Although the authors don't overtly connect such panic about masculine behavior to homophobia, I have to say the above sentence fairly screams with "oh my god what if he has teh gay!" Later on, in the chapter about "rough and tumble" play, the authors do note that adult interpretation of children's play as conforming to gender stereotypes might actually be subverting them or otherwise working around those expectations in interesting ways. Rough and tumble play, they suggest "gives boys an acceptable medium for being physically close in cultural or social environments that otherwise discourage such behavior" (114). Obviously this doesn't mean that all physical closeness is homoerotic to the participants, but it does suggest that in a society that discourages boys from physical intimacy with one another and/or with girls -- physical closeness that most human beings need regardless of gender -- play that adults read as "masculine" and aggressive might actually be a way of meeting the human need for touch.

Like Cordelia Fine in Delusions of Gender, Rivers and Barnett emphasize the degree to which children perform gender based on the modeling and perceived expectations of the adults around them. For example, they note that the majority of research of the group behavior of children is conducted in school settings -- sites where adults are constantly reminding children that they are gendered beings (from the greeting of "good morning boys and girls!" to sorting children into male and female groups for recess).  Recent research on play behavior among children has found that in spaces where gender is not brought to the fore by adults -- for example in unstructured neighborhood play -- children are less likely to fall into gendered patterns of behavior, and to seek playmates across gender lines.

"In short," Barnett and Rivers write toward the end of The Truth, "the differences within each sex are greater than the differences between the sexes. It makes no sense to talk about boys and girls as if they were homogeneous groups that are different enough to warrant separate educational treatment" (180). "Not only do single-sex public schools violate constitutional principles, but they deprive our children of important learning opportunities and run the very real risk of reinforcing the toxic sex stereotypes that are rampant in our society" by encouraging children to think that boys and girls are so wholly alien from one another they can't even learn side-by-side.

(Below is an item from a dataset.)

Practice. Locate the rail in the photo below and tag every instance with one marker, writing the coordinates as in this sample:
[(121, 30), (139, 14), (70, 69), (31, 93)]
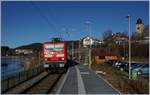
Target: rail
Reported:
[(12, 81)]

Hopefully our society will get the message sooner or later. In the meantime, I can only say that I'm glad that there are so many feminist parents out there who are encouraging their daughters and sons to carry on bravely being who they are rather than what the outside world insists they ought to become.

1 comment:

  1. Pet peeve: when parents shake their heads and proudly describe how "naturally" their male and female children act out our culture's masculinity and femininity, with the apparent conviction that their children (who watch television, go to preschool, talk to people, live in the world) could not possibly have learned anything from the culture around them. It feels like they have trouble believing that Noah exists. A boy who's not "A Boy" (loud, trouble-making, rough, unkind, dirty, risk-taking, only interested in playing with other boys, uninterested in all things pretty)? Unpossible.

    Parenting culture and children's culture do seem to me to be far more restrictive and insistent in terms of gender than when you and I were little. Toy ads are WAY more gendered, as are clothes, rooms, etc. It really worries me. Where are we going? And everybody else seems to think that, compared to the 80s, we're living in an equality paradise where 'we don't need feminism anymore'? Awesome.